GOP rebuts Dems' tax roadshow

MAY 12, 2010

By STEVEN GREENHUT

At a press conference at the Capitol this morning marking a 50-day countdown until the end of the state’s fiscal year, Assembly Republicans made it clear that they will not accept any new taxes in order to close the state’s nearly $20 billion budget gap. Assembly Republican Leader Martin Garrick of Carlsbad noted that Assembly Democrats “have orchestrated a roadshow calling  for higher taxes and for doing away with the two-thirds vote requirement.”

The Republicans pointed to the more than dozen tax-raising measures Democrats have introduced this year and noted that California has the highest sales tax rate in the United States, the highest gas taxes in the country and the second highest income tax rate. Furthermore, Garrick said, the state has a 12.6 percent unemployment rate and passed $12.5 billion in tax increases last year. He called for more business friendly approaches.

“The only limitation for Democrats on taxes they want to raise seems to be their imagination,” said Assemblyman Jim Nielson of Gerber. Nielson said Republicans want new tax revenue — but from the creation of good-paying jobs, not through job-stifling tax hikes. Assemblyman Dan Logue of Linda explained that Democrats have killed in committee every one of the Republicans’ job package — including bills that would provide manufacturing tax exemptions, education tax credits, research and development tax credits and that require an economic impact analysis of every new proposed regulation.

Nielson called not only for cut backs in the size of government but in the amount of government authority. He pointed to the California Air Resources Board as an agency that is out of control and “regulates by fiat, by memo.” Logue said that Democratic job-growth proposals were the equivalent of breaking every window in Sacramento and then paying people to fix them — a reference to economist Frederic Bastiat’s parable of the broken window. He accused Democrats of fighting over the shrinking piece of pie rather than attempting to expand the pie. Republicans focused on state job losses and on the state’s ranking by CEOs as the worst place in the country to do business — it ranked even lower than in a recent study than the District of Columbia and Puerto Rico, they said.

Assembly members referred to the new business mantra: ABC (Anywhere But California) and focused on the need to create a better business climate in order to jump-start the economy.

Nielson complained about Democratic bias in their hearings — those testifying are usually biased toward the idea that government ought to spend more.

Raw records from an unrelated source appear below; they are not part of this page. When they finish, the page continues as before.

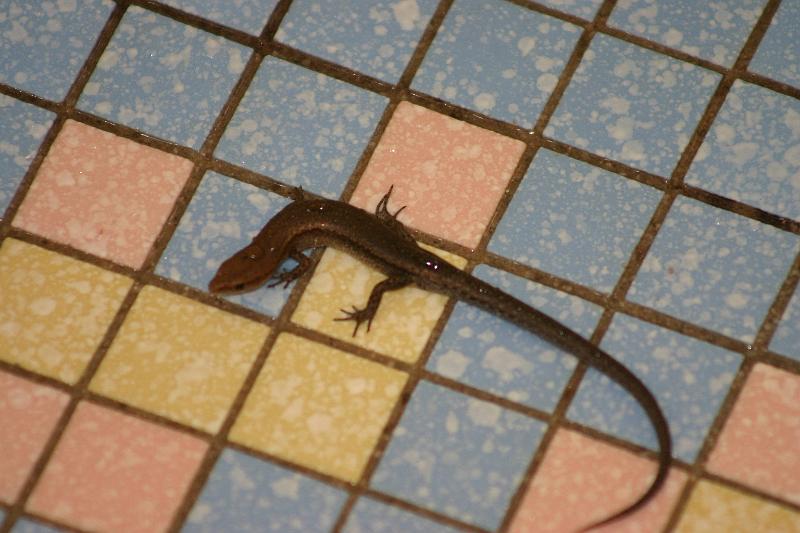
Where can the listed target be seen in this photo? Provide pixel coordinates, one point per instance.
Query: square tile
(177, 358)
(405, 318)
(778, 55)
(566, 211)
(457, 455)
(301, 128)
(318, 407)
(497, 58)
(375, 37)
(450, 174)
(632, 105)
(484, 351)
(222, 218)
(752, 153)
(581, 481)
(28, 414)
(715, 31)
(154, 70)
(44, 44)
(689, 378)
(22, 128)
(55, 309)
(103, 194)
(248, 494)
(144, 473)
(758, 444)
(714, 268)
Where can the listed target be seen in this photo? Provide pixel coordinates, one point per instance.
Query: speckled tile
(572, 488)
(28, 414)
(155, 69)
(55, 309)
(222, 218)
(103, 194)
(486, 352)
(632, 105)
(23, 126)
(457, 455)
(450, 174)
(752, 153)
(405, 318)
(44, 44)
(318, 407)
(778, 55)
(574, 220)
(375, 37)
(145, 472)
(758, 444)
(689, 378)
(177, 358)
(715, 31)
(723, 509)
(302, 128)
(249, 494)
(497, 58)
(714, 268)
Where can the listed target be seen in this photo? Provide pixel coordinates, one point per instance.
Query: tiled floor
(631, 168)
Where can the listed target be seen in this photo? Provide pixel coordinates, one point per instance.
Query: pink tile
(582, 480)
(114, 472)
(28, 413)
(450, 174)
(760, 443)
(103, 194)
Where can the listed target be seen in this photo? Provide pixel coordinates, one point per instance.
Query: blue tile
(457, 455)
(752, 153)
(574, 220)
(632, 105)
(223, 217)
(163, 77)
(778, 55)
(248, 494)
(22, 128)
(371, 516)
(247, 15)
(715, 31)
(300, 127)
(375, 37)
(714, 268)
(497, 58)
(43, 45)
(689, 378)
(488, 353)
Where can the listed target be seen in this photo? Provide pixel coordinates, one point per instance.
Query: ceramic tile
(154, 68)
(103, 194)
(632, 105)
(318, 407)
(714, 268)
(497, 58)
(177, 358)
(145, 472)
(450, 174)
(457, 455)
(44, 44)
(55, 309)
(301, 128)
(28, 414)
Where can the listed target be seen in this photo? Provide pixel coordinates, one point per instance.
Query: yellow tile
(318, 407)
(405, 318)
(54, 310)
(180, 359)
(713, 507)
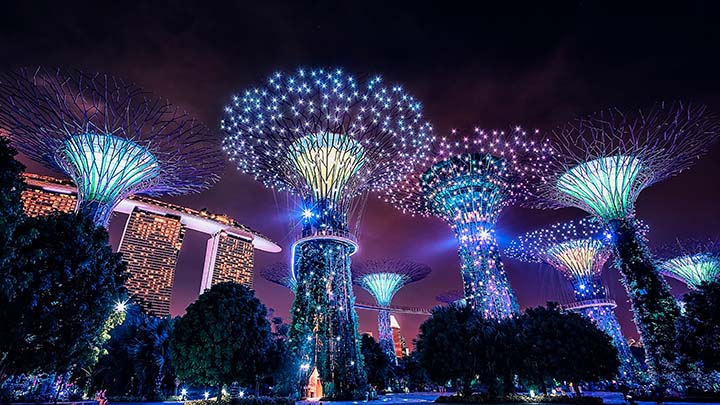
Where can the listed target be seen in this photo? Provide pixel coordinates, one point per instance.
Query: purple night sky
(484, 67)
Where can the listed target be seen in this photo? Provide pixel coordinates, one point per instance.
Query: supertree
(579, 250)
(280, 274)
(602, 164)
(112, 138)
(329, 139)
(468, 182)
(692, 262)
(383, 279)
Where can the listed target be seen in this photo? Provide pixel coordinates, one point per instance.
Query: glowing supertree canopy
(328, 138)
(280, 274)
(383, 279)
(693, 263)
(579, 250)
(325, 136)
(602, 164)
(112, 138)
(468, 183)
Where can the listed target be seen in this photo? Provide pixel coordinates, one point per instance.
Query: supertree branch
(692, 262)
(601, 165)
(280, 274)
(112, 138)
(383, 279)
(603, 162)
(468, 181)
(325, 136)
(579, 250)
(329, 139)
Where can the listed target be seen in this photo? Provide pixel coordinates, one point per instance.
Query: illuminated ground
(612, 398)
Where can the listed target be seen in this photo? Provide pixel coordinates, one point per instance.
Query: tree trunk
(57, 393)
(654, 308)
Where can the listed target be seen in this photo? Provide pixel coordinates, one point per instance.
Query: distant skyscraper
(228, 258)
(39, 200)
(153, 236)
(150, 245)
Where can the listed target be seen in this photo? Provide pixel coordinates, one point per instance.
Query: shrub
(245, 401)
(518, 398)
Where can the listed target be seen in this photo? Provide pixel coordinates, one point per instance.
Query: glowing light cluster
(107, 168)
(383, 279)
(694, 263)
(112, 138)
(601, 165)
(603, 315)
(606, 185)
(327, 162)
(604, 161)
(578, 249)
(468, 182)
(326, 136)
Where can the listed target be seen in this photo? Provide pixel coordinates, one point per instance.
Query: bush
(245, 401)
(518, 398)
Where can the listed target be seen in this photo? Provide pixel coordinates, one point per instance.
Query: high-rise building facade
(153, 236)
(150, 246)
(40, 198)
(228, 258)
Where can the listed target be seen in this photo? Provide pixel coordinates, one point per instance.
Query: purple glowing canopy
(112, 138)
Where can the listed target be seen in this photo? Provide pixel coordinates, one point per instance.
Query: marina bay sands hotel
(152, 238)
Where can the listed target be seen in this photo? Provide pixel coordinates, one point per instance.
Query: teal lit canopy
(112, 138)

Garrick deflected questions about specific cuts and said that Republicans will be more specific after the May budget revise is released later this week. He agreed that the state is going to face a “challenging budget battle.”

The Democrats clearly are pushing for new taxes as the solution to the state’s budget problem and Republicans have put those off the table.

No doubt, the two sides have staked out their positions and the coming budget battles should be contentious.